Up early, we made our way down the road to the head of the Apple Orchard Falls trail. The trail twists gently up the mountain alongside Apple Orchard Creek. Shortly after we started we spotted a prospector in the stream, but for the remainder of the day we saw not another hiker anywhere.
Hiking with me in the springtime can be a bit of a trial, because I am constantly crouching down to get a closer look at the ephemeral spring wildflowers along the path. This trail was especially rich with flowers, including some beautiful orchids:
I made a note to myself to return next year about a week earlier, because the trail was strewn with trillium all the way up the mountain, and the blooms had just passed their peak. I haven’t seen such a large colony anywhere else in Virginia. This section of the trail will also be known henceforth as “Newtapalooza”, as there were so many newts traversing the trail with us we lost count:
All the way up the trail the creek gurgled alongside, showcasing one small cascade after another.
About 2 miles into the hike we reached the falls, which dwarfed all that had come before:
Still in disbelief that we had this enchanting place to ourselves on such a beautiful day, we continued upward before using a fire road as a connector to the Cornelius Creek Trail, which wends its way back down.
These are fairy-tale woods. I love the expansive, unending views in the western U.S., but eastern forest hikes have an intimacy and magic entirely their own. It is in woods such as these that you might encounter a toad that speaks your name, or a fox that leads you with glances and nods onto a hidden trail, or a bear dancing slowly in a grove of hemlocks, fully aware of your gaze.

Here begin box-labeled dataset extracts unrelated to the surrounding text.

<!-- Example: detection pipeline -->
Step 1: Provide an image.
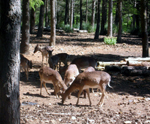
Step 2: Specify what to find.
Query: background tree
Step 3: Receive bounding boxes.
[30,8,35,34]
[20,0,30,53]
[141,0,149,57]
[80,0,83,30]
[50,0,56,46]
[117,0,122,43]
[0,0,21,124]
[65,0,69,25]
[107,0,113,37]
[100,0,107,35]
[45,0,49,27]
[94,0,101,39]
[91,0,96,28]
[70,0,74,29]
[37,0,45,37]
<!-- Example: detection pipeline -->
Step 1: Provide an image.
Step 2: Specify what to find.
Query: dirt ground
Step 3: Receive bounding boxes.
[20,32,150,124]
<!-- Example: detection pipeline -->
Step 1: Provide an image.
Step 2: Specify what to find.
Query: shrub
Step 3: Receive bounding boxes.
[104,37,117,45]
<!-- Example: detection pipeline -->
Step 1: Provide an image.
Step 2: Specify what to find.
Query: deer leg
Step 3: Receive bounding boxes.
[86,89,92,106]
[97,85,105,107]
[40,81,43,95]
[43,82,50,95]
[76,88,83,105]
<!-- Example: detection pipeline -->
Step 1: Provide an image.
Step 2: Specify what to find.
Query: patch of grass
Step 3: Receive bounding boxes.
[104,37,117,45]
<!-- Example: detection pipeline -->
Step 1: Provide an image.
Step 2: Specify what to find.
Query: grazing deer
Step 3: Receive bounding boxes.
[71,56,97,72]
[39,67,67,96]
[48,51,69,71]
[62,71,111,106]
[34,44,54,65]
[20,54,32,80]
[64,64,79,86]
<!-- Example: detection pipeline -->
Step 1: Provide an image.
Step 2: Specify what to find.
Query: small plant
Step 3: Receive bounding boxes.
[104,37,117,45]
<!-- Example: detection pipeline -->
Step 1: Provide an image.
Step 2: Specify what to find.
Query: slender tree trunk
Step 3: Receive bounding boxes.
[0,0,21,124]
[100,0,107,35]
[65,0,69,25]
[30,8,35,34]
[115,0,119,25]
[117,0,122,43]
[94,0,101,39]
[49,0,56,46]
[45,0,49,27]
[107,0,113,37]
[141,0,149,57]
[37,0,45,37]
[80,0,83,30]
[70,0,74,29]
[85,0,88,23]
[20,0,30,53]
[91,0,96,28]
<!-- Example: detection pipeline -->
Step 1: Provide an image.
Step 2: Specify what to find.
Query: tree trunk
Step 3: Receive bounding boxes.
[30,8,35,34]
[117,0,122,43]
[37,0,45,37]
[100,0,107,35]
[141,0,149,57]
[65,0,69,25]
[80,0,83,30]
[20,0,30,53]
[115,0,119,26]
[70,0,74,29]
[45,0,49,28]
[107,0,113,37]
[91,0,96,28]
[85,0,88,23]
[50,0,56,46]
[0,0,21,124]
[94,0,101,39]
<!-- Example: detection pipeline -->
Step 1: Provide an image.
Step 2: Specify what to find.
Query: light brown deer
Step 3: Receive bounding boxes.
[64,64,79,86]
[34,44,54,65]
[20,54,32,80]
[48,53,69,71]
[71,56,97,72]
[39,67,67,96]
[62,71,111,106]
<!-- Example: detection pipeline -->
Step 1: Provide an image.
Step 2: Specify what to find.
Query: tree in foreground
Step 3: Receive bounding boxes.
[20,0,30,53]
[141,0,149,57]
[49,0,56,46]
[0,0,21,124]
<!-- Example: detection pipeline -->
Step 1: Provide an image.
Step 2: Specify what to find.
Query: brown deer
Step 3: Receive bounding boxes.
[20,54,32,80]
[64,64,79,86]
[34,44,54,65]
[48,51,69,71]
[71,56,97,72]
[62,71,111,106]
[39,67,67,96]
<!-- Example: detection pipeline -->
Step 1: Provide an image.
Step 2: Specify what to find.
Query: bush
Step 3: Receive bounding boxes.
[104,37,117,45]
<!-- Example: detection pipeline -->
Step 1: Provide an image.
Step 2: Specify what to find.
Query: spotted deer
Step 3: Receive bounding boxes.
[39,67,67,96]
[62,71,111,106]
[20,54,32,80]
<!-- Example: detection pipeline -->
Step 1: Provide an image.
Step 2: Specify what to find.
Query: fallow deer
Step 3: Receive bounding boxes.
[39,67,67,96]
[20,54,32,80]
[62,71,111,106]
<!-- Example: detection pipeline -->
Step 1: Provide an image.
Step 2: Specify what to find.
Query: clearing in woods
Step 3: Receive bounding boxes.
[20,32,150,124]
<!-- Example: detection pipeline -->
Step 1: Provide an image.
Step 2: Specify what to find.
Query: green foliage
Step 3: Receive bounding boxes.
[104,37,117,45]
[82,22,96,33]
[29,0,44,10]
[63,25,73,33]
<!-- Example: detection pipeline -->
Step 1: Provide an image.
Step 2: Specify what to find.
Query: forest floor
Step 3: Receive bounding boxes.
[20,32,150,124]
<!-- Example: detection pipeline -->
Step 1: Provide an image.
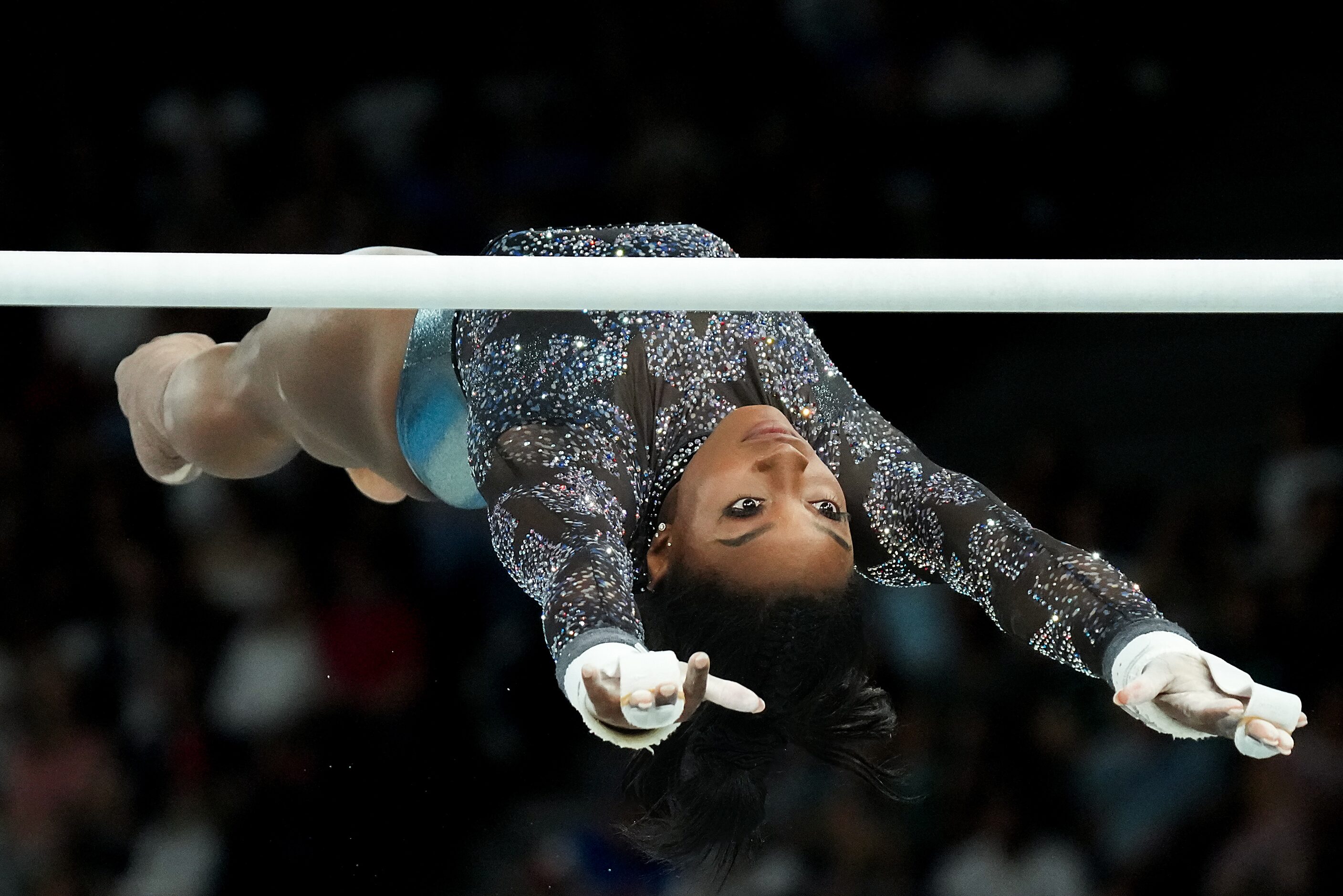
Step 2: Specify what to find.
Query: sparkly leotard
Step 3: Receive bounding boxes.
[422,224,1187,680]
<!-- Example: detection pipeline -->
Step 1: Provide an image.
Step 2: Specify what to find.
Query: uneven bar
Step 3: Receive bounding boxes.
[0,251,1343,313]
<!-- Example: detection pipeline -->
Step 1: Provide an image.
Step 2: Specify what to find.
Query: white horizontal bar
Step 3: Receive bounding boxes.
[0,251,1343,312]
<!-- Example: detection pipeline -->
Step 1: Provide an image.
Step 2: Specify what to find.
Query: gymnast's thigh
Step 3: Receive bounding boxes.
[239,308,431,499]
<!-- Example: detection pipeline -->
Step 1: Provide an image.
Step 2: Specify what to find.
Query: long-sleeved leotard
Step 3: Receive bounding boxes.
[455,227,1187,680]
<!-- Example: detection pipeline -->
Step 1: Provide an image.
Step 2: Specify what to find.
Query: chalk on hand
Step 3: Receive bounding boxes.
[621,650,685,728]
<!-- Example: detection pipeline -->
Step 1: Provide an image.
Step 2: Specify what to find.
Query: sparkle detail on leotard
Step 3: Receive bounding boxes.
[435,224,1160,674]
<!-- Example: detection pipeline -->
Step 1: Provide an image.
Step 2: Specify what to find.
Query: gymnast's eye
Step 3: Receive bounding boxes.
[811,499,849,522]
[722,499,764,516]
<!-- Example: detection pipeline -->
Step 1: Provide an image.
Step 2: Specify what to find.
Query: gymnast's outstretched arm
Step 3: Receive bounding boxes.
[822,392,1305,758]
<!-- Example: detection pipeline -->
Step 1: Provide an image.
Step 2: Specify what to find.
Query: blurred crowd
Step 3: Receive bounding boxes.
[0,0,1343,896]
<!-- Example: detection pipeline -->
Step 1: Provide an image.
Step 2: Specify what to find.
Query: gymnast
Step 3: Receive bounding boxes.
[117,224,1305,864]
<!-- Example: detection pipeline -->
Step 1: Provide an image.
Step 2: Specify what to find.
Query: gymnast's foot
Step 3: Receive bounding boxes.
[115,333,215,485]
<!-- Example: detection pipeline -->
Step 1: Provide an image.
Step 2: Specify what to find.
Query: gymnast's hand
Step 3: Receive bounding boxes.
[1114,653,1305,756]
[583,650,764,731]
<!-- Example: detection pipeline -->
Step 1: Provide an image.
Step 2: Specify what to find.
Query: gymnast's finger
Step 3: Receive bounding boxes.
[1114,659,1175,707]
[583,665,623,721]
[677,650,709,721]
[1245,719,1292,754]
[704,676,764,712]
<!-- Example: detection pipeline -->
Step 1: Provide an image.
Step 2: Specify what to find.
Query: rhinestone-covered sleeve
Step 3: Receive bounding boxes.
[481,425,643,657]
[838,399,1182,677]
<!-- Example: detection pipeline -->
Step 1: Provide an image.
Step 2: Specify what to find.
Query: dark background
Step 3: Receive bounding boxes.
[0,7,1343,896]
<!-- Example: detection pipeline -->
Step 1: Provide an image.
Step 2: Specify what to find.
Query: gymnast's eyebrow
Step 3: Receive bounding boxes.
[817,525,853,553]
[718,522,773,548]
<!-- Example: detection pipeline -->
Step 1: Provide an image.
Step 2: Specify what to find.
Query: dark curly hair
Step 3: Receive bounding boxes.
[625,567,901,876]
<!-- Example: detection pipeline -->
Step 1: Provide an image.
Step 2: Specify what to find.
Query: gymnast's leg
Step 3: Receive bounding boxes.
[117,309,431,501]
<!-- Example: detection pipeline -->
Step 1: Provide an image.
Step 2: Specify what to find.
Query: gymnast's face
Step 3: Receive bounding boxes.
[647,404,853,590]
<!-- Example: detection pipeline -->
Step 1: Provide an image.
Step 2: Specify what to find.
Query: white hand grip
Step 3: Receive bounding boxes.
[1203,650,1301,759]
[621,650,685,728]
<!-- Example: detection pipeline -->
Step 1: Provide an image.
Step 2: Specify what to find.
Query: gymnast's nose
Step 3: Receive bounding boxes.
[756,442,810,476]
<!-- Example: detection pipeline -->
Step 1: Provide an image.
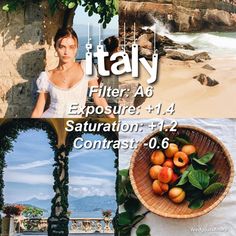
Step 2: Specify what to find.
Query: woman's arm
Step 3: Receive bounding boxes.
[88,79,115,118]
[31,92,48,118]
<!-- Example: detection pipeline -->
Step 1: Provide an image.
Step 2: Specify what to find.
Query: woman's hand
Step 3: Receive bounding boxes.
[31,92,48,118]
[88,79,115,118]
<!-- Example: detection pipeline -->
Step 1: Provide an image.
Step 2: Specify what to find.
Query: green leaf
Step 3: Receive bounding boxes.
[176,170,189,186]
[118,212,132,225]
[209,173,220,184]
[2,4,10,11]
[188,152,198,161]
[193,158,207,166]
[188,199,204,210]
[136,224,151,236]
[132,215,145,225]
[188,170,210,190]
[119,169,129,177]
[124,197,141,215]
[199,152,215,164]
[203,182,224,195]
[117,191,127,205]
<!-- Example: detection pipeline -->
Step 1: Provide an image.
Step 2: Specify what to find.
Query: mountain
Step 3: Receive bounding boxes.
[17,195,117,215]
[17,198,51,211]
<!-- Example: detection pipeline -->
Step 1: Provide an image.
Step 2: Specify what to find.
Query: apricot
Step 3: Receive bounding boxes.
[158,166,174,184]
[151,150,165,165]
[152,180,169,195]
[149,165,162,179]
[169,187,185,203]
[162,159,174,169]
[179,165,189,174]
[173,152,189,167]
[170,173,179,184]
[165,143,179,158]
[181,144,196,156]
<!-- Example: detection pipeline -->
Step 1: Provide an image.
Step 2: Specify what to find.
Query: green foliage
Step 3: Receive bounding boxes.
[116,169,150,236]
[136,224,151,236]
[176,149,224,209]
[188,170,210,190]
[22,206,43,218]
[2,0,118,28]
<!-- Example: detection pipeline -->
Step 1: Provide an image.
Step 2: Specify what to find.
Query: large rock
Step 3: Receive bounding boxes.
[166,50,211,62]
[119,0,236,32]
[203,9,235,26]
[193,74,219,87]
[137,34,153,49]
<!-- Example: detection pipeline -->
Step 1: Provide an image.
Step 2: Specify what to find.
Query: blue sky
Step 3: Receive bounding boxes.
[73,6,119,36]
[4,130,116,203]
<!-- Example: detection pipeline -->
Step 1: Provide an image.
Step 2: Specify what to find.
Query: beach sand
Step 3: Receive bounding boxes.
[119,56,236,118]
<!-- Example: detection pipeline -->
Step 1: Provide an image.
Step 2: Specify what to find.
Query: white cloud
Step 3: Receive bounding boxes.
[4,169,53,185]
[69,176,115,186]
[69,186,115,198]
[7,159,53,170]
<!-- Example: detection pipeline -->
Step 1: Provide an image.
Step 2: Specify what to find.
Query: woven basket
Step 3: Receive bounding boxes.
[129,125,234,219]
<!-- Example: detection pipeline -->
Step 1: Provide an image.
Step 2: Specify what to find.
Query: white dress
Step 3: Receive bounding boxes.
[36,61,97,118]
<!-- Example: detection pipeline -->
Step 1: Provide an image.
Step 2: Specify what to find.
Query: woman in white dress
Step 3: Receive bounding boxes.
[31,28,114,118]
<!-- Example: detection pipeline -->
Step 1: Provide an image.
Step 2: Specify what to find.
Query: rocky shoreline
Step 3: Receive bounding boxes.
[119,0,236,32]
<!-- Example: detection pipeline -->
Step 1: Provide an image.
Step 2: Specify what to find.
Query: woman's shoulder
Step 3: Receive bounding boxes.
[36,71,49,92]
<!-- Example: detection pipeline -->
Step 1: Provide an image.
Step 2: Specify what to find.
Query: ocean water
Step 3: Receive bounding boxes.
[150,19,236,58]
[166,32,236,57]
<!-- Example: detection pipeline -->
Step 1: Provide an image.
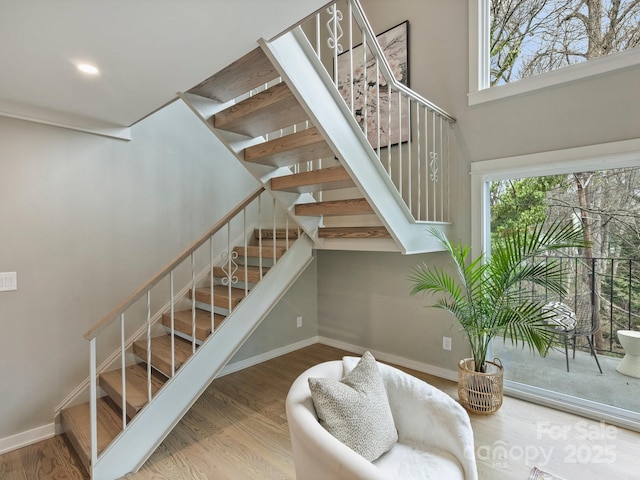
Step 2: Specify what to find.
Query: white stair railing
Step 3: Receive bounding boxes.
[79,187,302,472]
[276,0,456,222]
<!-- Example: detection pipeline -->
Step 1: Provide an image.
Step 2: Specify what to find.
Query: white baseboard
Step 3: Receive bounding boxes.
[0,423,56,455]
[318,336,458,382]
[218,336,318,377]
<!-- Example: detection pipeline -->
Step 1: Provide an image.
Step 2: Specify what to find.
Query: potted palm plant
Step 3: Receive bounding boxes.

The Cornelius Creek trail is also flanked by a stream, which tumbles down the mountain in the form of waterfalls, eddies, and rock slides, and swimming holes that were ridiculously tempting even in early May.
This hike ended far too soon–we both felt a bit bewitched in those woods, and as if we could have kept going for miles. Seeing the glint of the car below us was a shock to the system, as was seeing that the parking lot was still empty. The waters are high my friends, and the glass is deliciously full–drink up!